Notice of enforcement action by the U.S. Securities and Exchange Commission

A Wells notice is a letter that the U.S. Securities and Exchange Commission (SEC) sends to people or firms at the conclusion of an SEC investigation that states the SEC is planning to bring an enforcement action against them. The notice informs the people or the firm in question that the SEC has concluded that they should be charged with violation of the securities laws. The notice indicates that the SEC staff has determined it may bring a civil action against a person or firm, and provides the person or firm with the opportunity to provide information as to why the enforcement action should not be brought. The person or firm is generally given 30 days to file this response in the form of a legal brief considering legal and factual arguments as to why no charges should be brought against them. Although investigation is conducted on a confidential basis, this notice, as well as its response, is public information that can be used in later public hearings among other things.

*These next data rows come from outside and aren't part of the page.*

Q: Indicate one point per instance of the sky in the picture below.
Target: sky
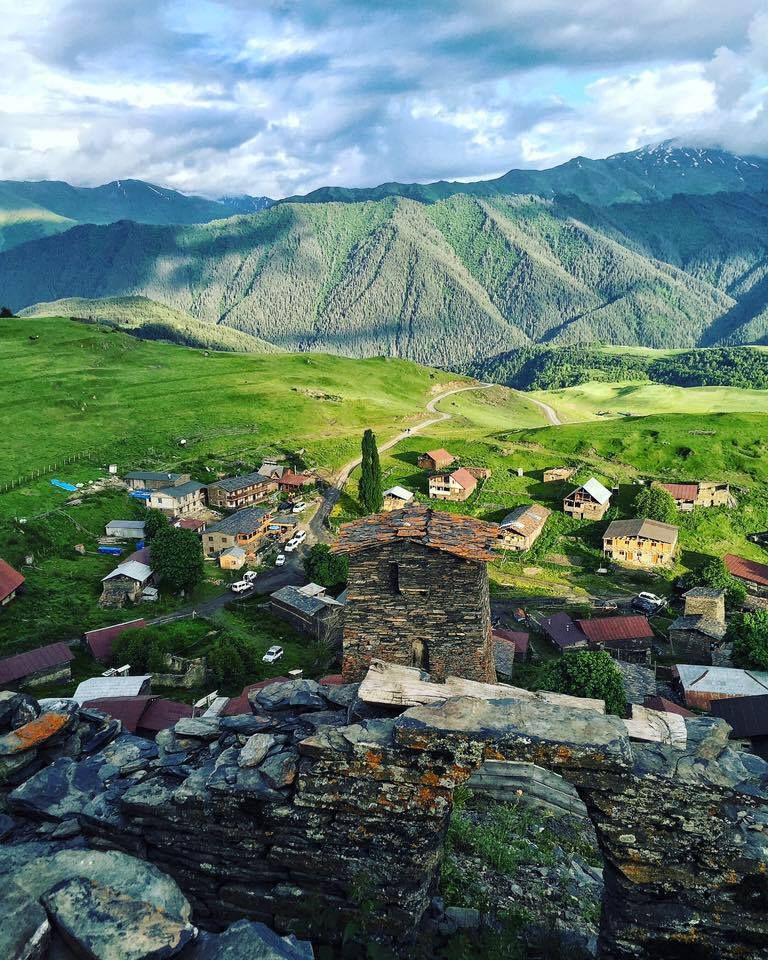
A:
(279, 97)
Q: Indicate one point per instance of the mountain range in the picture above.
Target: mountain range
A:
(33, 209)
(450, 280)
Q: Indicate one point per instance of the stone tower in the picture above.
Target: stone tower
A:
(418, 593)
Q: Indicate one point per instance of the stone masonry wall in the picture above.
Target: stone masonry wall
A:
(442, 605)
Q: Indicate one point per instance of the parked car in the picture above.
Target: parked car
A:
(648, 602)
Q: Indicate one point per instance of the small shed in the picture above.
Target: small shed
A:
(125, 529)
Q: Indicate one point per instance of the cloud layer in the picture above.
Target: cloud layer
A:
(280, 97)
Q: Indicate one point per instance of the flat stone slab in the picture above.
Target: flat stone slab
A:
(107, 924)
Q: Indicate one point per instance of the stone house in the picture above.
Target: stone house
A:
(418, 593)
(396, 498)
(590, 501)
(126, 582)
(456, 486)
(753, 575)
(558, 474)
(247, 529)
(698, 635)
(181, 500)
(154, 480)
(688, 496)
(435, 460)
(233, 493)
(309, 610)
(11, 581)
(48, 664)
(640, 543)
(520, 529)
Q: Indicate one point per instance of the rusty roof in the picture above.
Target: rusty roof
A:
(10, 579)
(451, 533)
(747, 569)
(607, 629)
(33, 661)
(526, 519)
(681, 491)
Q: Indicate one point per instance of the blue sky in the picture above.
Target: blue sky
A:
(282, 96)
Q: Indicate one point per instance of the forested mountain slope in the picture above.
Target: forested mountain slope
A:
(441, 283)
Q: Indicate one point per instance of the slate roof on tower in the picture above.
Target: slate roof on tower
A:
(461, 536)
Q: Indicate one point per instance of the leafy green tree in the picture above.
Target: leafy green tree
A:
(326, 568)
(177, 558)
(587, 674)
(370, 475)
(155, 521)
(749, 633)
(655, 503)
(715, 574)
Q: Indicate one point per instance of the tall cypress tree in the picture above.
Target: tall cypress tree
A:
(370, 475)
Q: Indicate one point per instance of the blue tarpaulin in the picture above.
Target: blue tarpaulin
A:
(64, 486)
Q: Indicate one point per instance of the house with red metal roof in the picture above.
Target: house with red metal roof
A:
(754, 575)
(43, 665)
(100, 641)
(11, 582)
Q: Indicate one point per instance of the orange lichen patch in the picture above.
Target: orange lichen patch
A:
(38, 731)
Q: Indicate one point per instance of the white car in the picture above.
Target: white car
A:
(274, 653)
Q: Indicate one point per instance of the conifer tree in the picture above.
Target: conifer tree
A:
(370, 475)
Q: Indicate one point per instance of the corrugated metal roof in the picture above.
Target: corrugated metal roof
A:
(10, 579)
(101, 641)
(33, 661)
(747, 569)
(645, 529)
(607, 629)
(451, 533)
(97, 688)
(748, 716)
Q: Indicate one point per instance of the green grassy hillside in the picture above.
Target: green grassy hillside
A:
(149, 320)
(440, 284)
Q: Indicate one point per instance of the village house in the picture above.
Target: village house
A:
(143, 715)
(310, 610)
(435, 459)
(125, 529)
(558, 474)
(247, 529)
(418, 594)
(753, 575)
(154, 480)
(11, 581)
(698, 635)
(233, 493)
(456, 486)
(640, 543)
(101, 641)
(520, 529)
(395, 498)
(688, 496)
(180, 500)
(590, 501)
(628, 638)
(700, 685)
(49, 664)
(126, 582)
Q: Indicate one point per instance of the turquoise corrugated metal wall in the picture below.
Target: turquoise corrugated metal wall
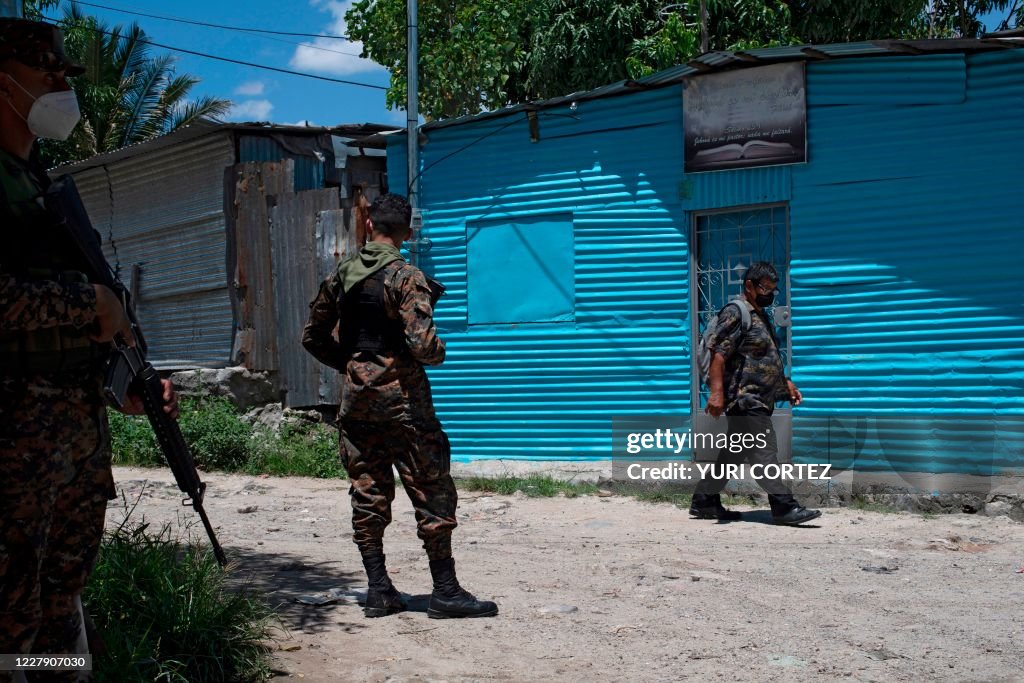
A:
(549, 390)
(905, 238)
(904, 235)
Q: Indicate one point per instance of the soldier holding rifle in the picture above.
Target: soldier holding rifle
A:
(56, 326)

Regulators are not legally required to provide a notice; however, it is the practice of the SEC and the Financial Industry Regulatory Authority (FINRA) to provide such notice. In addition, 80% of people who were sent a Wells notice from 2011 to 2013 ended up facing charges for allegedly violating securities law.

The name "Wells notice" is derived from the Wells Committee of the SEC which proposed this process in 1972. This SEC committee was named after John A. Wells, its chair. The other members of the committee were former SEC Chairmen Manuel F. Cohen and Ralph Demmler.

Among the recommendations made by the committee was the following:

Except where the nature of the case precludes, a prospective defendant or respondent should be notified of the substance of the staff's charges and probable recommendations in advance of the submission of the staff memorandum to the Commission recommending the commencement of an enforcement action and be accorded an opportunity to submit a written statement to the staff to be forwarded to the Commission together with the staff memorandum.